Simley et al. (2021) also encountered a problem with regression dilution when performing linear regression. To mitigate this issue, they attempted to reduce the uncertainties in the prediction variable through binning. In contrast, we opted to use orthogonal distance regression (ODR), which accounts for the uncertainties in both variables, to circumvent the problem with linear regression.
The comparison of the wind vane measurements before and after the yaw manoeuvre (Sect. 3.2.2) has the advantage that it can be performed without external measurements. Thus, a correction factor for the wind vane can be determined for a wind turbine with no reference measurement, such as a measuring mast or a lidar. Similar to the analysis of a step response for linear time-invariant control systems, this method opens up the possibility of analysing the effect of misalignment on a variety of variables, such as power, wind speed measurements, or load measurements, if available, albeit in an empirical rather than deterministic manner.
The evaluations of both toggle tests (Sect. 3.3.1) have shown that the correction factor improved the wind turbine's alignment to the wind direction on average after the yawing process. In the first toggle test, the correction factor was applied to the wind vane measurement for the yaw trigger and the yaw target. The results show that the yawing activity was significantly reduced (by 41.82 %), but this was at the expense of performance, as the corrected wind vane resulted in larger misalignments than in normal operation. However, the reduction in yawing activity is not only related to allowing larger misalignments, as shown by the evaluation of the second toggle test; where the yaw trigger is the same as in normal operation, only the yaw target is affected by the corrected wind vane signal. Nevertheless, the yawing activity was still reduced by 7.78 % compared to normal operation due to a better alignment of the wind turbine after the yaw manoeuvre. In particular, the number of alternating yaw manoeuvres could be significantly reduced. And since the yaw distance of each yaw manoeuvre was by definition 20 % shorter in the second toggle test, the total yaw distance was reduced by more than 27 %. The performance could increase slightly in the second toggle test due to the better alignment. However, the decrease in power in the first toggle test and the increase in power in the second test are not statistically significant.

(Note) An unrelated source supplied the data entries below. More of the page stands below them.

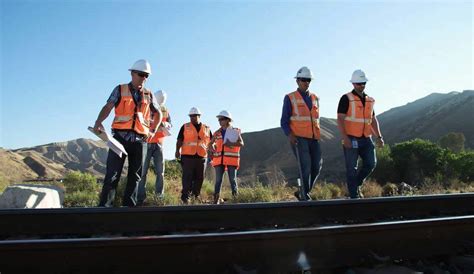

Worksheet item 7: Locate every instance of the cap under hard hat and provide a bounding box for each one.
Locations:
[128,59,151,74]
[216,110,232,121]
[350,69,369,84]
[189,107,201,116]
[155,89,167,105]
[295,67,314,79]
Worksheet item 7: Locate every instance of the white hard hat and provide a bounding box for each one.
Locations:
[189,107,201,115]
[155,89,167,105]
[295,67,314,79]
[128,59,151,74]
[350,69,369,83]
[216,110,232,121]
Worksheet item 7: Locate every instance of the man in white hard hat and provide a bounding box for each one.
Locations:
[137,90,172,205]
[94,60,161,207]
[280,67,322,201]
[209,110,244,204]
[337,69,384,199]
[175,107,212,204]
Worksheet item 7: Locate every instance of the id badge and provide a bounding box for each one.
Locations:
[352,140,359,148]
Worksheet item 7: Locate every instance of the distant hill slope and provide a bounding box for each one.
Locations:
[0,139,108,181]
[0,90,474,184]
[241,90,474,184]
[378,90,474,148]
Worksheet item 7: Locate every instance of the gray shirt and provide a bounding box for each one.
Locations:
[107,82,160,142]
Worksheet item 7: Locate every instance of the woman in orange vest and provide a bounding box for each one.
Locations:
[337,70,384,199]
[280,67,322,201]
[210,110,244,204]
[137,90,172,205]
[94,59,161,207]
[175,107,212,204]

More extended test periods are needed to determine this, mainly because the measurements are not independent samples but correlated time series. The effective sample size is, therefore, even smaller.
Table 1 reveals that the time period of the tests has a large influence on the number of yaw manoeuvres. We suspect that during the second toggle test, which took place in autumn, stable atmospheric stratification was more frequent compared to the first toggle test in summer and that this had an influence on the number of yaw manoeuvres in general. Therefore, it made sense to conduct toggle tests, as the conditions for both test states were largely identical. Nevertheless, a longer test period and a differentiation of the effects of the wind vane correction for different atmospheric stabilities could provide further useful insights.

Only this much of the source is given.